Figuur met een binnenwaartse afschuiving met een cirkelvormig glijvlak, waarbij de conservatieve aanname wordt gehanteerd dat langs het schuifvlak in de opbarstzone de schuifspanning nihil is.
Figuur 1 Conservatieve schematisatie bij opbarsten: glijcirkel met schuifsterkte nul in de zone binnendijks van de teen.

Recent onderzoek naar het fenomeen opbarsten heeft aangetoond, dat de slecht doorlatende deklaag aan de binnenzijde van een dijk wel kan scheuren, maar niet over een grotere zone de volledige sterkte verliest als deze deklaag wordt opgedrukt door een hoge stijghoogte (grenspotentiaal). De voorlopige conclusie van dit onderzoek is daarom dat er geen aanleiding is om de schuifsterkte in de deklaag bij een hoogwater situatie over een grote zone tot nul te reduceren.

Een belangrijk punt is, dat in centrifugeproeven waarin het opdrukken van de deklaag is gesimuleerd, zich geen passief glijvlak ontwikkelde bij het bezwijken van het dijktalud. Daardoor is onzeker in welke mate de sterkte van de binnendijkse deklaag bijdraagt aan de stabiliteit van een dijktalud. Merk hierbij op dat ditzelfde mogelijk ook geldt voor situaties met opdrijven.

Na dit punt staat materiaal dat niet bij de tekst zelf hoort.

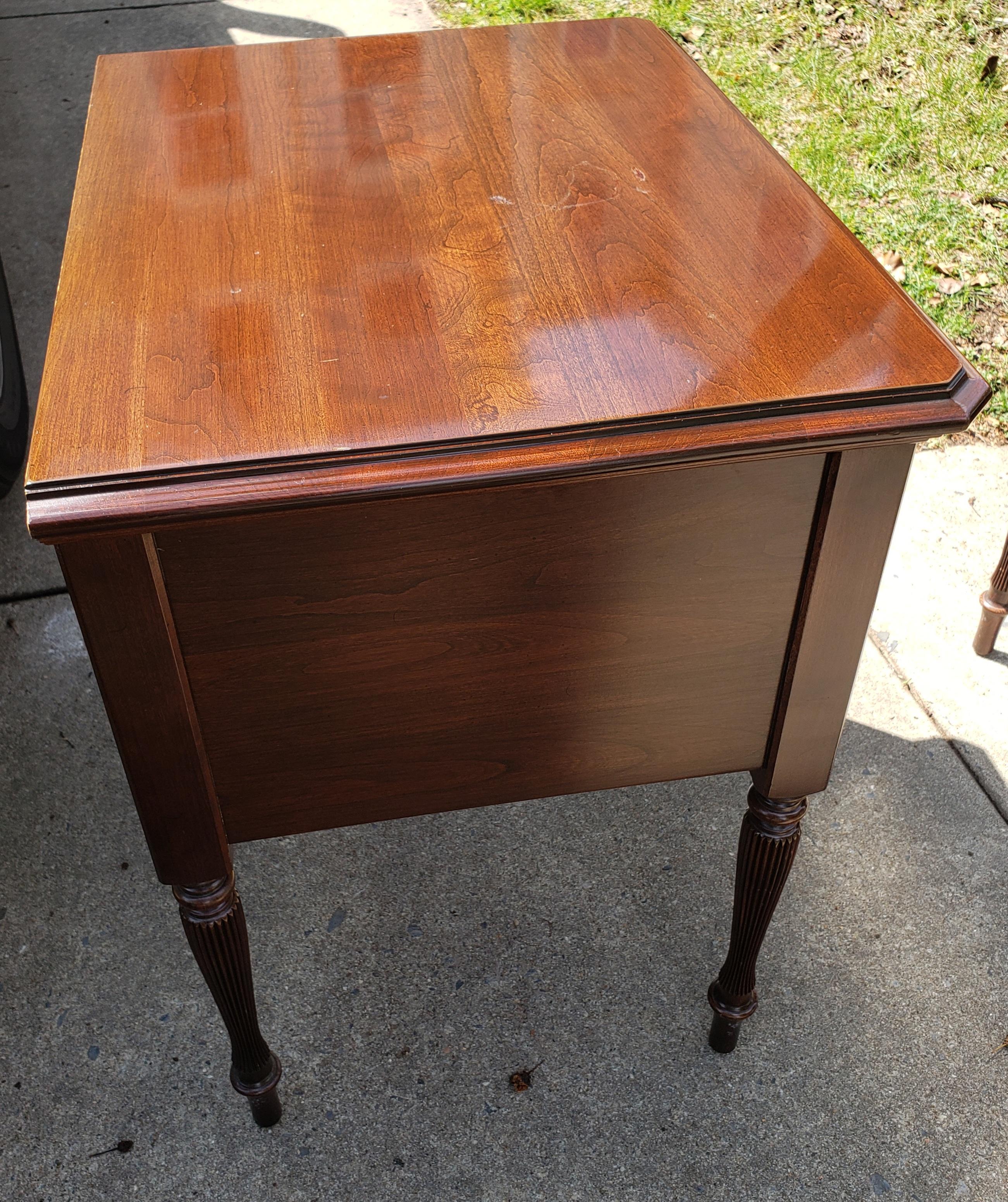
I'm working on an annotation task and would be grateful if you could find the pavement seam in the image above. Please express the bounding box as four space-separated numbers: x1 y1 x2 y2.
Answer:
0 585 67 605
0 0 217 21
867 626 1008 825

Aandachtspunten voor het schematiseren van de binnendijkse deklaag zijn:

  • Het waterspanningsverloop in de deklaag moet realistisch worden geschematiseerd, zodat dit resulteert in een realistisch beeld van de effectieve spanning in de deklaag. Op basis hiervan kan in het glijvlakmodel een realistische schuifsterkte in rekening worden gebracht. Zie hiervoor het artikel ‘Indringingslengte’.
  • Bij zandige klei kan de schuifsterkte wel tot nul reduceren bij hoogwater omstandigheden. Zie hiervoor het artikel ‘Transitional soils’.

Voor verdere en actuele informatie wordt verwezen naar het Handelingsperspectief tussenresultaten Piping en Macrostabiliteit van het Project Praktijkonderzoek Opbarsten bij Dijken (POD)

In rekening te brengen waterspanningen

In de stabiliteitsberekening moet in geval van opdrijven en opbarsten de waterspanningen in de ondergrond als een extra (interne) randvoorwaarde in de evenwichtsbeschouwing worden meegenomen. Daartoe moet een goede weergave van het stromingsbeeld in de modellering worden gevormd. De grenspotentiaal (ϕg Grenspotentiaal, de stijghoogte aan de bovenzijde van de zandlaag waarbij opdrukken optreedt  [m t.o.v. NAP]) is bij opdrijven en opbarsten de cruciale parameter. Het artikel Grenspotentiaal beschrijft hoe de grenspotentiaal en de opdrukveiligheid ( Nopdr Veiligheid tegen opdrukken [-]) te berekenen.

De artikelen Berekenen van de opdruklengte bij stationaire stroming en Berekenen van de opdruklengte bij niet-stationaire stroming behandelen analytische modellen voor het bepalen van de lengte waarover deze grenspotentiaal werkzaam is.

Literatuur

Van Hoven, A. en M.A. Van. Theorieontwikkeling rondom opdrijven : Validatie MLift onder MStab versie 8.0 ; Versie 1 definitief. GeoDelft, rapport SE-52029/2, februari 2000.